The UNHCR can do about as little for the 750,000 Iraqi's in Jordan (bringing the country's population to about 6.5 million). And since they can't work, many find that they have to go back home. Of course some people take it as a good sign.
After being in South Africa, where you're generally better off if you never have to talk to the police, Jordan is refreshing in that the police, like most people, are ridiculously nice to westerners. I was trying to find a restaurant the other day, and so I asked a cop. He ignored my question, and insisted that we become friends. We talked, in a mix of my extremely broken arabic and his mostly broken english, about all the important things - where we were from, if we're married, what we like to do for fun, etc. - for a good 15 minutes, before I realized that I was late, and again brought up the subject of the restaurant. After asking a few people, he took my arm, as friends do, and lead me there, where we exchanged phone numbers and I promised to call him.

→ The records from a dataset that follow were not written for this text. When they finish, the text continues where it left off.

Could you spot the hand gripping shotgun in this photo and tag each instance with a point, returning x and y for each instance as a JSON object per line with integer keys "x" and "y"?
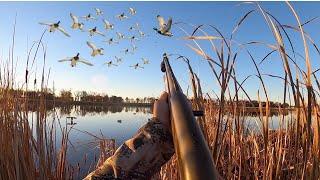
{"x": 194, "y": 158}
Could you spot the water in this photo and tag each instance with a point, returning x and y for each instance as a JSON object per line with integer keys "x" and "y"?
{"x": 114, "y": 122}
{"x": 118, "y": 123}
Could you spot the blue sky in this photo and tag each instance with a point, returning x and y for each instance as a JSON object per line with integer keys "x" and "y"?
{"x": 125, "y": 81}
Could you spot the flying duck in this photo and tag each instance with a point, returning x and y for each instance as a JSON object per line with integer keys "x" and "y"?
{"x": 145, "y": 61}
{"x": 134, "y": 47}
{"x": 136, "y": 66}
{"x": 164, "y": 28}
{"x": 120, "y": 36}
{"x": 95, "y": 50}
{"x": 76, "y": 59}
{"x": 133, "y": 38}
{"x": 142, "y": 34}
{"x": 89, "y": 17}
{"x": 110, "y": 64}
{"x": 94, "y": 31}
{"x": 122, "y": 16}
{"x": 132, "y": 11}
{"x": 75, "y": 22}
{"x": 111, "y": 41}
{"x": 107, "y": 24}
{"x": 55, "y": 26}
{"x": 98, "y": 11}
{"x": 118, "y": 59}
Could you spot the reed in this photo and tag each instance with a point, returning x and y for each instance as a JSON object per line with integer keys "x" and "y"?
{"x": 292, "y": 150}
{"x": 30, "y": 148}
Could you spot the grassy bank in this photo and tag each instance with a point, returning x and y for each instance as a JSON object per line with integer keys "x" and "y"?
{"x": 29, "y": 144}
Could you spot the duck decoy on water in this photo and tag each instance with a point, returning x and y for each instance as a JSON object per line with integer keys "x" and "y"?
{"x": 76, "y": 59}
{"x": 55, "y": 26}
{"x": 71, "y": 120}
{"x": 164, "y": 28}
{"x": 95, "y": 50}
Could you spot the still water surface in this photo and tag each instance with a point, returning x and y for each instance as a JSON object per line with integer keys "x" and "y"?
{"x": 118, "y": 123}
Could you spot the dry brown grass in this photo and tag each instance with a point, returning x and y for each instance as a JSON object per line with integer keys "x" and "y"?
{"x": 292, "y": 151}
{"x": 28, "y": 144}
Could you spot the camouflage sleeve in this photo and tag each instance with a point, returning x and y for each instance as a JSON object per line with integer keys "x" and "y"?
{"x": 139, "y": 157}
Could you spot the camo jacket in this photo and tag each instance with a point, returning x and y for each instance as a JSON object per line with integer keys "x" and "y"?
{"x": 139, "y": 157}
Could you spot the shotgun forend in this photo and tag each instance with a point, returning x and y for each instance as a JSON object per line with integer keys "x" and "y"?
{"x": 194, "y": 157}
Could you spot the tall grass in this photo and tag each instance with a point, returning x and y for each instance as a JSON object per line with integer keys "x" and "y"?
{"x": 29, "y": 143}
{"x": 28, "y": 140}
{"x": 289, "y": 152}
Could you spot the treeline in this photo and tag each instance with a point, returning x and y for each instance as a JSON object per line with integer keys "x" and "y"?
{"x": 92, "y": 98}
{"x": 82, "y": 97}
{"x": 254, "y": 103}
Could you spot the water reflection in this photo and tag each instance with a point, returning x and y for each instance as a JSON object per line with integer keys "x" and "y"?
{"x": 90, "y": 124}
{"x": 83, "y": 110}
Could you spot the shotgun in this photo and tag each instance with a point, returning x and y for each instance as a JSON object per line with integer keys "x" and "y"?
{"x": 194, "y": 158}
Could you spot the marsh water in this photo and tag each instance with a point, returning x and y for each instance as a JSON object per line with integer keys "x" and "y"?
{"x": 93, "y": 122}
{"x": 110, "y": 122}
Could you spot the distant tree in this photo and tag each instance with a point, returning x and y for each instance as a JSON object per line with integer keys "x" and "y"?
{"x": 66, "y": 95}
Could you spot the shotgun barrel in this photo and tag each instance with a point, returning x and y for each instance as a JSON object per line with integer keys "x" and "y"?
{"x": 194, "y": 158}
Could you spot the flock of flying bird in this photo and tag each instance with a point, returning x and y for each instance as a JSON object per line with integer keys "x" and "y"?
{"x": 163, "y": 29}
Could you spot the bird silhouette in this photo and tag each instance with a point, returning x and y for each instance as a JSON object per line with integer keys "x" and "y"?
{"x": 136, "y": 66}
{"x": 132, "y": 11}
{"x": 76, "y": 59}
{"x": 95, "y": 50}
{"x": 55, "y": 26}
{"x": 110, "y": 63}
{"x": 164, "y": 28}
{"x": 122, "y": 16}
{"x": 94, "y": 31}
{"x": 88, "y": 17}
{"x": 75, "y": 22}
{"x": 107, "y": 24}
{"x": 145, "y": 61}
{"x": 111, "y": 41}
{"x": 120, "y": 36}
{"x": 118, "y": 59}
{"x": 98, "y": 11}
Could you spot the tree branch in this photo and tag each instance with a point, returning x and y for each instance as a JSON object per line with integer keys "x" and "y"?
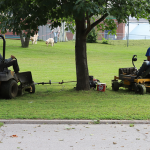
{"x": 95, "y": 23}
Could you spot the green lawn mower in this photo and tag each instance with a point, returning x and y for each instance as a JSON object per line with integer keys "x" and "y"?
{"x": 13, "y": 84}
{"x": 128, "y": 79}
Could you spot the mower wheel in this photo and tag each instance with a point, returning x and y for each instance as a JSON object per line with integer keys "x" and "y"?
{"x": 9, "y": 89}
{"x": 32, "y": 89}
{"x": 115, "y": 85}
{"x": 140, "y": 89}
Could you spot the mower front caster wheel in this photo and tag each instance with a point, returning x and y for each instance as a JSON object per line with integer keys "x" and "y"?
{"x": 115, "y": 86}
{"x": 140, "y": 89}
{"x": 9, "y": 89}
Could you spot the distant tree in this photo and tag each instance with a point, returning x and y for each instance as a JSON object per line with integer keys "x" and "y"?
{"x": 21, "y": 17}
{"x": 81, "y": 11}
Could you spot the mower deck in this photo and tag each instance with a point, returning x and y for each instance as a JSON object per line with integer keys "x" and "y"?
{"x": 128, "y": 79}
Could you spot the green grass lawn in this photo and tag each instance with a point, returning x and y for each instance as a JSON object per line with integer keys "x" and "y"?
{"x": 62, "y": 101}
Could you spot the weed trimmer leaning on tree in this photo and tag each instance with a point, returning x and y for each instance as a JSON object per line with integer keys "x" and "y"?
{"x": 11, "y": 83}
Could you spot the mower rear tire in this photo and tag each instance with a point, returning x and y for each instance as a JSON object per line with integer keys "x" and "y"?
{"x": 32, "y": 89}
{"x": 140, "y": 89}
{"x": 9, "y": 89}
{"x": 115, "y": 86}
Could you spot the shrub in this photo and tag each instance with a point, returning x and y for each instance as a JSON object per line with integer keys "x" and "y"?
{"x": 92, "y": 36}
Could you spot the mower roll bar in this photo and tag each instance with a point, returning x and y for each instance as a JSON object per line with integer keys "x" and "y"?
{"x": 3, "y": 48}
{"x": 134, "y": 58}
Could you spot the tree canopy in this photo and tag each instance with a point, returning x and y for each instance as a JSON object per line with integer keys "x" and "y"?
{"x": 29, "y": 14}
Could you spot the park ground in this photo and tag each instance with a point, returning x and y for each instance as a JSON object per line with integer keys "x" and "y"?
{"x": 62, "y": 101}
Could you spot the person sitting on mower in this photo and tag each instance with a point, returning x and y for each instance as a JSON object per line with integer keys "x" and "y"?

In the interest of keeping this a non-travel blog, I won't ramble at great length about Syria, but I will mention a few things.
- We waited at the border for almost 10 hours. Which gave us lots of time to do fun things like look at this sign:
- The people are ridiculously friendly. Well, to foreigners. Although probably not to Iraqis.
- Syrian men hold hands. Full-on, fingers intertwined, holding hands. It's amusing, until some does tries it with you, and then it's a little weird. They're very touchy everywhere, even in the baths, where friends wash each other. I saw one guy slap his friend's ass to tell him he was done scrubbing.